Here is the abstract of her talk:
“There is no shortage of ways in which the print and the digital intersect within the literary realm. Though still a recurrent trope, the print and digital binary has proven as unproductive as that of “the old” and “the new” when discussing contemporary literature and media. Indeed, the instances in which print and digital move around each other at all stages in the lifespan of a literary work, from its writing to its reviewing, are so intricately woven together that attempting to talk about print without the digital seems nearly impossible. More than providing confirmation of the “death of the book” or the decline of literary reading, the present moment offers a wealth of evidence that reveals an unstable landscape where extremely creative endeavors have been flourishing around the world. In this presentation, I will discuss a handful of Latin American works that “bind” print and digital media and exploit creatively the tensions and harmonies, the rhetorics and expressiveness, and the aesthetic effects emerging at their intersection.”
Professor Ortega will be working in the lab from March 7-16, researching the manuals that accompany works of early electronic literature.
Bio (from Northeastern U’s website)
“Élika Ortega is a literary and media scholar and a digital humanist. Her work focuses on the intersection of literature, print-digital culture, and global exchanges in the 21st Century. She writes about digital literature, media, materiality, reading practices, global networks, digital humanities, and multilingualism.
Her projects include “A Handbook of E-Lit Reading”, an archive of instructions to read electronic literature works; “No Legacy || Literatura electrónica” (2016) an exhibition of electronic and print literature in Spanish, Portuguese, and English; and Textual Environments, her monograph investigating print-digital works of literature.
Élika serves on several professional organizations. She is chair of Global Outlook::Digital Humanities, executive council officer of the Association for Computers and the Humanities, and part of the communications team of the Electronic Literature Organization.
Élika keeps close ties with scholars all over the world and often writes for Red de Humanidades Digitales and _laboratorio de literaturas extendidas y otras materialidades_.”
Selected Publications
- “Not a Case of Words: Textual Environments and Multimateriality in Between Page and Screen.” Electronic Book Review. 2017.
- “Project Statement: GO::DH Translation Toolkit” DHCommons. October 2016.
- “Interhistorias.

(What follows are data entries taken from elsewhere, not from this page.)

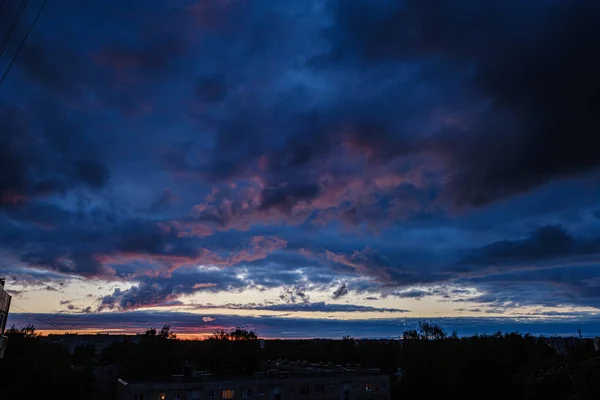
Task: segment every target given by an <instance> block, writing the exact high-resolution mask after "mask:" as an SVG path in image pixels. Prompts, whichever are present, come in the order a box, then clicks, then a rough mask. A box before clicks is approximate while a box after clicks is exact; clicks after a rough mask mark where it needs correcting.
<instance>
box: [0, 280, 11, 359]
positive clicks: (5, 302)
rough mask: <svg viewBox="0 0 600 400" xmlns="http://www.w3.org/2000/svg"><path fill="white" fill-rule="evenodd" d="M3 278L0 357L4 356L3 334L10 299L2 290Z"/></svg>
mask: <svg viewBox="0 0 600 400" xmlns="http://www.w3.org/2000/svg"><path fill="white" fill-rule="evenodd" d="M4 283H5V280H4V279H0V358H2V357H4V351H5V350H6V345H7V343H8V339H7V338H6V336H4V332H5V330H6V320H7V319H8V311H9V309H10V300H11V297H10V295H9V294H8V293H6V291H5V290H4Z"/></svg>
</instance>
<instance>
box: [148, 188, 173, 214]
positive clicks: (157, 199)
mask: <svg viewBox="0 0 600 400" xmlns="http://www.w3.org/2000/svg"><path fill="white" fill-rule="evenodd" d="M176 201H177V196H175V195H174V194H173V192H172V191H171V190H170V189H165V190H163V191H162V193H161V194H160V195H159V196H158V197H157V198H156V200H154V201H153V202H152V204H150V211H152V212H158V211H164V210H166V209H167V208H169V206H171V204H173V203H174V202H176Z"/></svg>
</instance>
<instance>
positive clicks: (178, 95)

Narrativa intermedial y metaficcionalidad en la nueva ecología de medios.” Garone, M., Galina, I. y Godinas, L. (eds). “De la piedra al pixel- Reflexiones en torno a las edades del libro.” Ciudad de México: UNAM, 2016.
- “Global Outlooks in Digital Humanities: Multilingual Practices and Minimal Computing.” Doing Digital Humanities. (eds) Richard Lane, Raymond Siemens, and Constance Crompton. London and New York: Routledge, 2016.
- “Redes textuales: Diseño y análisis de bases de datos en grafo para estudios literarios.” Ínsula 882. 2015.
- “MapaHD. Una exploración de las Humanidades Digitales en español y portugués.” Romero Frías, Esteban and María Sánchez. Ciencias Sociales y Humanidades Digitales. CAC, Cuadernos Artesanos de Comunicación, 61. 2014.
- “Readers Read, Readers Write: A Methodology for The Study of Reading Practices in Media Convergence.” Journal Scholarly Research and Communication. 5:2. 2014.
- “Textos intermediales, textos metaficcionales: autoficción, lectores y nuevos medios en Orsai de Hernán Casciari.” Gil González, Antonio J. (ed). Las sombras del novelista. AutoRepresentacioneS #3. Binges: Editions Orbis Tertius, 2014. 241-255.